As shown in the optical adjustment procedure (FIGS. 5 and 6) in each of the assembling configuration examples (FIGS. 3 and 4), the reference chart (T) is arranged on the base plate (D) and the first and second charts are arranged. After adjusting the inclination of the mirrors (M1, M2), it is desirable to replace the reference chart (T) with the two-dimensional display element (P). If the reference chart (T) is arranged on the base plate (D) in place of the two-dimensional display element (P) and the mirror adjustment is performed, the reference chart (T) is located at the position where the two-dimensional display element (P) should be. Are accurately arranged, it is possible to eliminate a position error (for example, an error included in the position of the panel holder) of the two-dimensional display element (P) when adjusting the inclination of the first and second mirrors (M1, M2). it can. Therefore, the first and second mirrors
Adjustment of the inclination of (M1, M2) becomes easy.

[0032]

As described above, according to the present invention, since the tilt of the first mirror having power on the reflection surface is adjustable, the distortion of the projected image can be corrected in the projection optical system and the overall system can be made thin. Can be achieved. Further, when the second mirror is also configured to be adjustable in inclination, the projection position of the display image on the screen can be adjusted, so that a better projection image can be obtained. Further, by arranging the reference chart instead of the two-dimensional display element and adjusting the tilt of the mirror, the optical adjustment of the projection optical system can be easily performed.

[Brief description of the drawings]

FIG. 1 is a diagram showing an optical configuration and a projection optical path of a rear projection device.

FIG. 2 is a plan view showing a reference chart used for optical adjustment.

FIG. 3 is a schematic diagram showing an example of an assembling configuration 1 of a rear projection device.

FIG. 4 is a schematic view showing a second example of an assembly configuration of the rear projection device.

FIG. 5 is a flowchart showing an optical adjustment procedure in the first example of the assembly configuration.
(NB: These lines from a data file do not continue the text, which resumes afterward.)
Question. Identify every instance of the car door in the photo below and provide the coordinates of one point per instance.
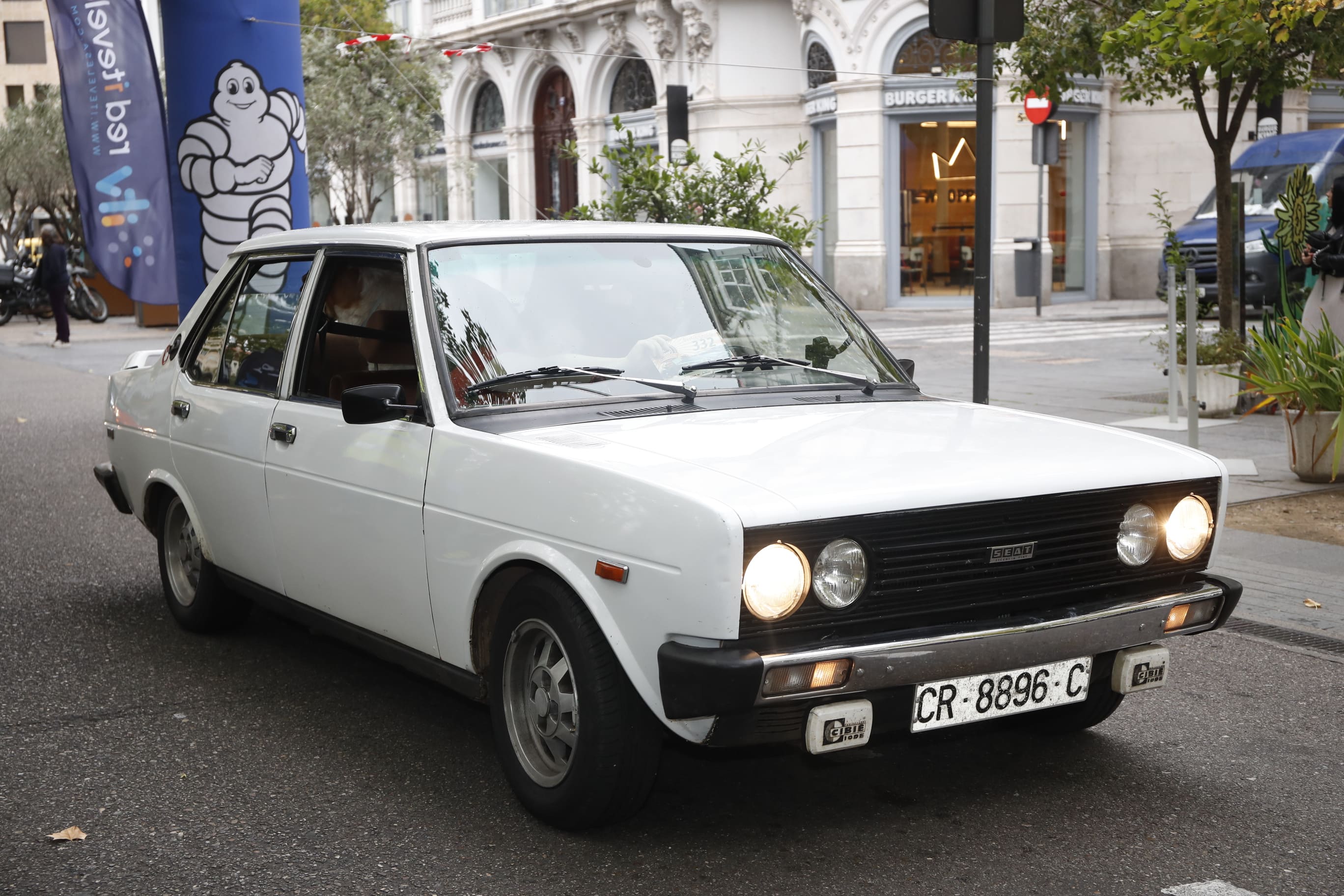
(347, 502)
(222, 403)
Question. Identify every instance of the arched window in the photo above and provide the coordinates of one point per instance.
(634, 88)
(924, 54)
(820, 69)
(488, 112)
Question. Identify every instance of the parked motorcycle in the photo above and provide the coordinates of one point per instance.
(19, 292)
(84, 300)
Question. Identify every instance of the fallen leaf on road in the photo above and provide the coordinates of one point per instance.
(69, 833)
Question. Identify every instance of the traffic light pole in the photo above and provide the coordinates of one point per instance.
(984, 200)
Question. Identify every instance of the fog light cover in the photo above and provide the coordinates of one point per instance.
(1138, 536)
(808, 676)
(1188, 529)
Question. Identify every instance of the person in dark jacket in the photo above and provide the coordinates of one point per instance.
(54, 277)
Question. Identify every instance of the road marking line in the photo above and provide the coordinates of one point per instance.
(1209, 888)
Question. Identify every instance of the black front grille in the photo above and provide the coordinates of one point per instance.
(932, 564)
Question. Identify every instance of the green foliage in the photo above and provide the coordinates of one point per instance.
(1224, 347)
(369, 112)
(35, 171)
(734, 191)
(1300, 371)
(1213, 56)
(366, 17)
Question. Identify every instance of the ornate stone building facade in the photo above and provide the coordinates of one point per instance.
(892, 138)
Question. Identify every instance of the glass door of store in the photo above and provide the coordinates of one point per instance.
(937, 209)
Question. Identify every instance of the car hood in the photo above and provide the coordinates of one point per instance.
(788, 464)
(1204, 230)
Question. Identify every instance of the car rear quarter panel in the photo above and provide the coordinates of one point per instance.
(492, 500)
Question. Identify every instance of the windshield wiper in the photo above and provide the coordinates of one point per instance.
(766, 362)
(687, 392)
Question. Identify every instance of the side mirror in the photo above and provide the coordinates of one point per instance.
(374, 405)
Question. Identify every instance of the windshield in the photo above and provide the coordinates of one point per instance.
(649, 309)
(1262, 187)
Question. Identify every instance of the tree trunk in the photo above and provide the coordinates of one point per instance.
(1228, 234)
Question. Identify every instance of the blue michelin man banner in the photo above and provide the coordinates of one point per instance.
(114, 128)
(236, 127)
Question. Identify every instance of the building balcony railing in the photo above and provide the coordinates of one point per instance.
(449, 11)
(501, 7)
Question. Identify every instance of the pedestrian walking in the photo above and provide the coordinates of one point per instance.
(1326, 253)
(54, 277)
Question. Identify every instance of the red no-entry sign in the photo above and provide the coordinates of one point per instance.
(1038, 108)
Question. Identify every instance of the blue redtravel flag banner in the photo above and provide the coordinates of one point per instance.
(236, 134)
(114, 128)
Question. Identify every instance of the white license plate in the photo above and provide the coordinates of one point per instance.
(956, 701)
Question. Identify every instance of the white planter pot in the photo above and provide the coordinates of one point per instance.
(1311, 445)
(1218, 392)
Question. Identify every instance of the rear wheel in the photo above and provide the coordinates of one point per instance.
(196, 597)
(577, 742)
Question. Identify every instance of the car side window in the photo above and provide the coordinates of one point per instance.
(245, 346)
(359, 332)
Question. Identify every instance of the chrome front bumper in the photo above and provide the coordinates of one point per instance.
(711, 681)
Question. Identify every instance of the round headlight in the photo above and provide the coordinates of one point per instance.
(1138, 538)
(1188, 527)
(840, 573)
(776, 582)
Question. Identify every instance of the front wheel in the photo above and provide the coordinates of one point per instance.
(576, 739)
(196, 595)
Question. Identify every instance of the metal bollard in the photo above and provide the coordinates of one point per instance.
(1191, 357)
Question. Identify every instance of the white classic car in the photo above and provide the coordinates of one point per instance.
(625, 480)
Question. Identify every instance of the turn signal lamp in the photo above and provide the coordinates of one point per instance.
(808, 676)
(1187, 616)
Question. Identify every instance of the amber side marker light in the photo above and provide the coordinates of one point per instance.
(808, 676)
(612, 571)
(1186, 616)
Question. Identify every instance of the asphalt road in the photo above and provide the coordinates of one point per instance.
(277, 762)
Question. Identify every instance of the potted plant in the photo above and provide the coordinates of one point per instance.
(1303, 372)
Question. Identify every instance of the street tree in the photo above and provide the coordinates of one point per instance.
(728, 191)
(369, 109)
(35, 172)
(1214, 57)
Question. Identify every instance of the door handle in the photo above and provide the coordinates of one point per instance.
(282, 433)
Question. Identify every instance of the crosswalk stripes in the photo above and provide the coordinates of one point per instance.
(1020, 332)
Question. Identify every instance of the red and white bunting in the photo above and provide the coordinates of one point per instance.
(480, 48)
(346, 46)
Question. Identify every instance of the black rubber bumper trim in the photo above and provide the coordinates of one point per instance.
(707, 681)
(1232, 594)
(108, 477)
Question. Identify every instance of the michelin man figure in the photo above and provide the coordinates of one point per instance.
(238, 162)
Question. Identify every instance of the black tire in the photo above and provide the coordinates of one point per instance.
(1078, 716)
(196, 595)
(609, 770)
(94, 306)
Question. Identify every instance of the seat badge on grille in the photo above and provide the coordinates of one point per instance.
(1012, 553)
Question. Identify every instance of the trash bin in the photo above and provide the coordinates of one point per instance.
(1027, 265)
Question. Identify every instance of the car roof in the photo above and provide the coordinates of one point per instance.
(412, 234)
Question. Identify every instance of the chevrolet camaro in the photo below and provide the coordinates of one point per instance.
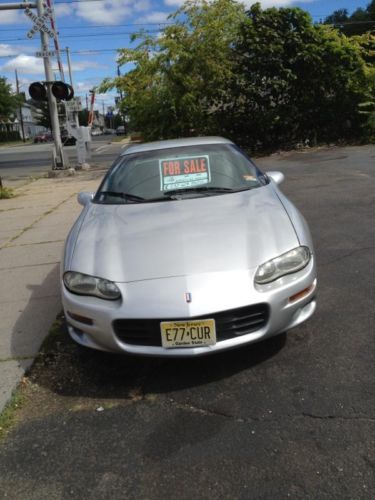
(186, 249)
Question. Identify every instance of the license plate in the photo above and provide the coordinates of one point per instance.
(196, 333)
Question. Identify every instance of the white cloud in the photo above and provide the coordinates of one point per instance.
(142, 5)
(25, 64)
(30, 65)
(11, 17)
(63, 9)
(8, 50)
(109, 12)
(154, 17)
(264, 3)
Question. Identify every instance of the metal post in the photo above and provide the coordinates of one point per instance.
(121, 97)
(59, 161)
(69, 65)
(20, 108)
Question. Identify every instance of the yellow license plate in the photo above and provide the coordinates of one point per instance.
(195, 333)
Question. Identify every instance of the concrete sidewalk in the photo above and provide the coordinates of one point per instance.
(33, 228)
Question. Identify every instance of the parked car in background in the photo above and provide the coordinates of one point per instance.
(120, 130)
(186, 249)
(96, 131)
(66, 139)
(44, 137)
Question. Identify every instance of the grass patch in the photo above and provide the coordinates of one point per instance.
(6, 193)
(8, 415)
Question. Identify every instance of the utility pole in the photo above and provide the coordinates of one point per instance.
(121, 97)
(69, 65)
(59, 158)
(20, 108)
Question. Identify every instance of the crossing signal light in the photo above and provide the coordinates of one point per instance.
(61, 90)
(38, 91)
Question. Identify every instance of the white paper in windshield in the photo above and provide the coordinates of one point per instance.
(185, 172)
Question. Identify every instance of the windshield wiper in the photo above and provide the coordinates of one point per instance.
(133, 197)
(204, 189)
(124, 196)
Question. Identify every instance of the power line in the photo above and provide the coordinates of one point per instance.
(95, 26)
(84, 36)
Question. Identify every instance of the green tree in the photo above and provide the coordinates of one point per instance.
(83, 117)
(9, 101)
(180, 77)
(294, 81)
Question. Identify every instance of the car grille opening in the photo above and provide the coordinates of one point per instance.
(229, 324)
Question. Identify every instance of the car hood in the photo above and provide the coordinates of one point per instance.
(133, 242)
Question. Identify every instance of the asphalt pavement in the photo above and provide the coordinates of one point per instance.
(18, 163)
(293, 417)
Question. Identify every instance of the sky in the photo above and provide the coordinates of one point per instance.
(94, 29)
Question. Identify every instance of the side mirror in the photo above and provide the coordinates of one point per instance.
(277, 177)
(84, 198)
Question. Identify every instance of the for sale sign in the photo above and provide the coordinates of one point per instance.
(185, 172)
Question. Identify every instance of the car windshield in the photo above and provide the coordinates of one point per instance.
(179, 173)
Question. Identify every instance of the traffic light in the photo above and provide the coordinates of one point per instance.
(38, 91)
(61, 90)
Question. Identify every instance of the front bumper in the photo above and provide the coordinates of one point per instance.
(165, 299)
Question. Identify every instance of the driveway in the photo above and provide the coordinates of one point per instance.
(293, 417)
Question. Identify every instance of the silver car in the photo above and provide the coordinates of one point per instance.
(186, 249)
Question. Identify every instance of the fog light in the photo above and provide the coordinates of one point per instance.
(301, 294)
(80, 319)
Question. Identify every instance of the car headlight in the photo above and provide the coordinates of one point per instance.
(84, 284)
(287, 263)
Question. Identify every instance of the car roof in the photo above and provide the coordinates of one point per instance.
(173, 143)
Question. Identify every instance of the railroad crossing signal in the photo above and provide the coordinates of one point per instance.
(61, 90)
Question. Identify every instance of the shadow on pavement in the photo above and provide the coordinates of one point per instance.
(70, 370)
(37, 313)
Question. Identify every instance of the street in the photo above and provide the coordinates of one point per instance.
(292, 417)
(34, 160)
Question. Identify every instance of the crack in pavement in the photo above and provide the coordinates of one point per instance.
(38, 219)
(302, 415)
(17, 358)
(37, 243)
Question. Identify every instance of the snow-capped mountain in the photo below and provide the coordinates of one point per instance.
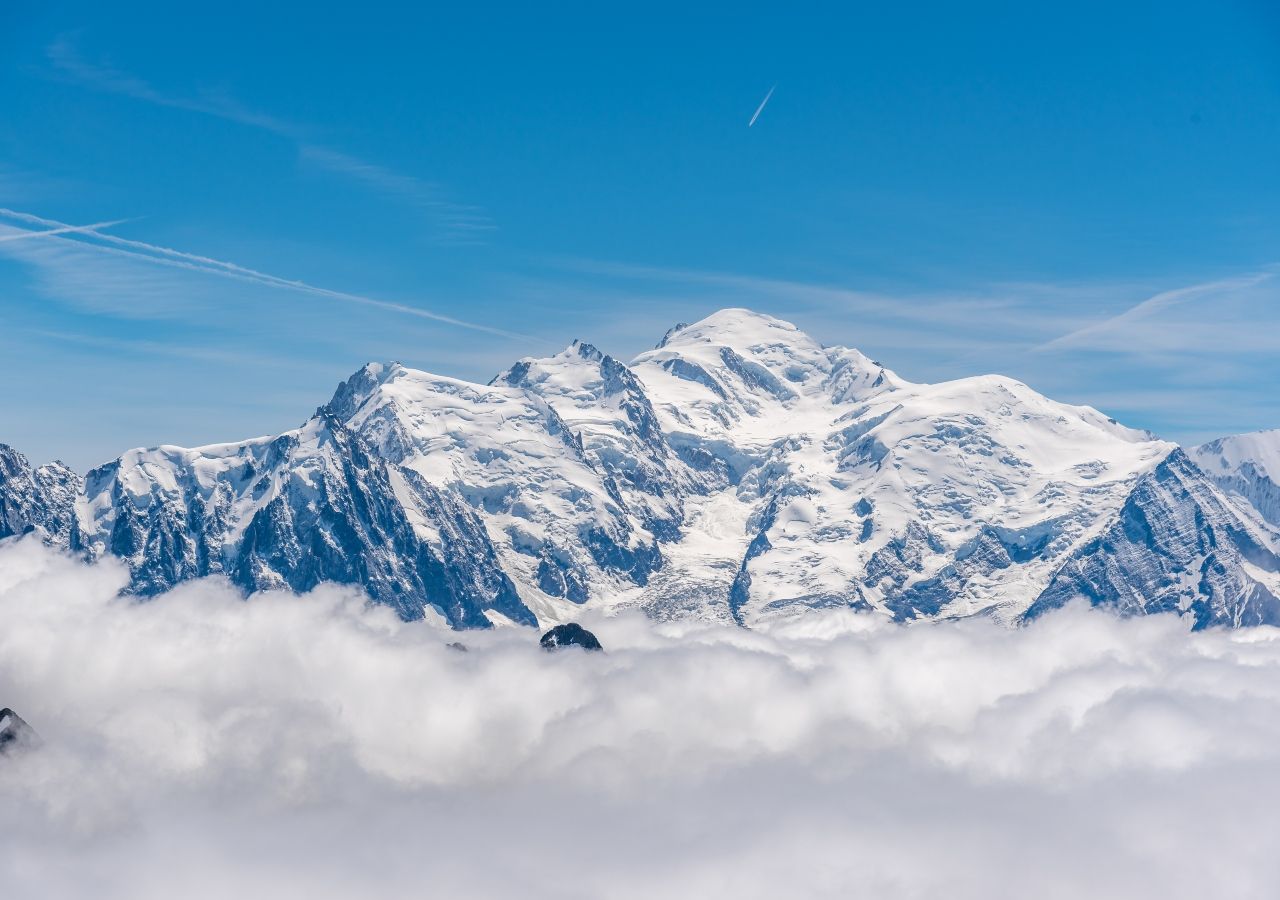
(312, 505)
(1247, 466)
(737, 471)
(36, 498)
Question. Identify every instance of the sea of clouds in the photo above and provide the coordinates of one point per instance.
(199, 745)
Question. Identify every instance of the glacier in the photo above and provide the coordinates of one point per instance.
(740, 471)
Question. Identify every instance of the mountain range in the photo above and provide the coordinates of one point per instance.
(739, 471)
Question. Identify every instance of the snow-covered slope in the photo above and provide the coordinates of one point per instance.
(312, 505)
(36, 498)
(737, 471)
(1247, 466)
(853, 485)
(562, 526)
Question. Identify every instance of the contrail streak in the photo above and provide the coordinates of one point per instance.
(155, 254)
(760, 108)
(62, 229)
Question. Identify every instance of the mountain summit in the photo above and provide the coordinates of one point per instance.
(739, 471)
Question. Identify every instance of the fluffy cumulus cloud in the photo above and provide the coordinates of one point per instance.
(309, 747)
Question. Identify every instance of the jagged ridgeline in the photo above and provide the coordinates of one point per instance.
(737, 471)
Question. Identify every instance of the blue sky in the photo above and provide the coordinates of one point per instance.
(1084, 196)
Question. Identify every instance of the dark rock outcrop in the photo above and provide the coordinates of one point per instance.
(14, 732)
(570, 635)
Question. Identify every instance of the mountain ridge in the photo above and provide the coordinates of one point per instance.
(737, 471)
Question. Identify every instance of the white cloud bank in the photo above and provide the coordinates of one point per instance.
(201, 747)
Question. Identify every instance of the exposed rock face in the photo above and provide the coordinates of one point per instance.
(739, 471)
(311, 506)
(1246, 466)
(570, 635)
(14, 732)
(36, 498)
(1176, 544)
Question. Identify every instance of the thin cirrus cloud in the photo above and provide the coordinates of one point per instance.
(60, 229)
(1212, 315)
(151, 254)
(456, 224)
(202, 745)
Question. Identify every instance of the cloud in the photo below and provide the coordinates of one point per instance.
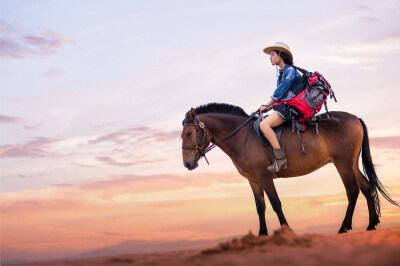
(10, 120)
(110, 161)
(17, 43)
(348, 60)
(133, 184)
(121, 136)
(138, 135)
(54, 72)
(25, 176)
(32, 149)
(391, 142)
(371, 19)
(386, 45)
(363, 8)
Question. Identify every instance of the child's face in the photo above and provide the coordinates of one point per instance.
(274, 58)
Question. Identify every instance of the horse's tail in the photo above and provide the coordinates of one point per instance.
(369, 171)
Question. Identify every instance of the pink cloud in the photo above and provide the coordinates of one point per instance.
(54, 72)
(391, 142)
(15, 43)
(33, 149)
(111, 161)
(9, 120)
(121, 184)
(121, 136)
(138, 135)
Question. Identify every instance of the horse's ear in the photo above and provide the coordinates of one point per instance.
(192, 114)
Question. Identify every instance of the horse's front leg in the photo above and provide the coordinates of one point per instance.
(269, 187)
(260, 204)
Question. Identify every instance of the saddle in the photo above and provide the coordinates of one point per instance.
(260, 135)
(296, 127)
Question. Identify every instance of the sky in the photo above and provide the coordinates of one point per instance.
(93, 94)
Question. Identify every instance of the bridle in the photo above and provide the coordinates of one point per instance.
(200, 125)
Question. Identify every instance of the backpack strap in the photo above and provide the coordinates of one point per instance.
(303, 71)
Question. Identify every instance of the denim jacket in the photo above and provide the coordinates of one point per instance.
(285, 82)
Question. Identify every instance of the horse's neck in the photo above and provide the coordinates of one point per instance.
(220, 126)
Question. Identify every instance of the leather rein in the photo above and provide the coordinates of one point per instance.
(200, 126)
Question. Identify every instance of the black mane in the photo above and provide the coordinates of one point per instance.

FIG. 6 is a flowchart illustrating an optical adjustment procedure in the second example of the assembly configuration.

[Explanation of symbols]

 D: Base plate P: Two-dimensional display element T: Reference chart L: Projection lens system M0: Folding mirror M1: First mirror M2: Second mirror V: First projection system unit U (with reference chart) U ... ( Second projection system unit (with 2D display element) Ha ... Stage Hb ... Housing Sa ... Reference screen Sb ... (actual) screen

Claims (4)

[Claims] 1. A projection optical system for enlarging and projecting a display image of a two-dimensional display element on a screen, wherein a first mirror having a power on a reflection surface and the first mirror are provided from the two-dimensional display element.
A second mirror having a reflecting surface in an optical path up to a reflecting surface of the mirror, and a second mirror having the reflecting surface installed on the same base plate, wherein the first mirror is configured to be adjustable in inclination. . 2. The projection optical system according to claim 1, wherein said second mirror is configured to be adjustable in inclination. 3. The optical adjustment method for a projection optical system according to claim 1, wherein a reference chart is arranged on the base plate, the inclination of the first mirror is adjusted, and then the reference chart is set to the second position. An optical adjustment method characterized by replacing with a two-dimensional display element. 4. The optical adjustment method for a projection optical system according to claim 2, wherein the reference chart is arranged on the base plate, and the inclination of the first and second mirrors is adjusted. Is replaced with the two-dimensional display element.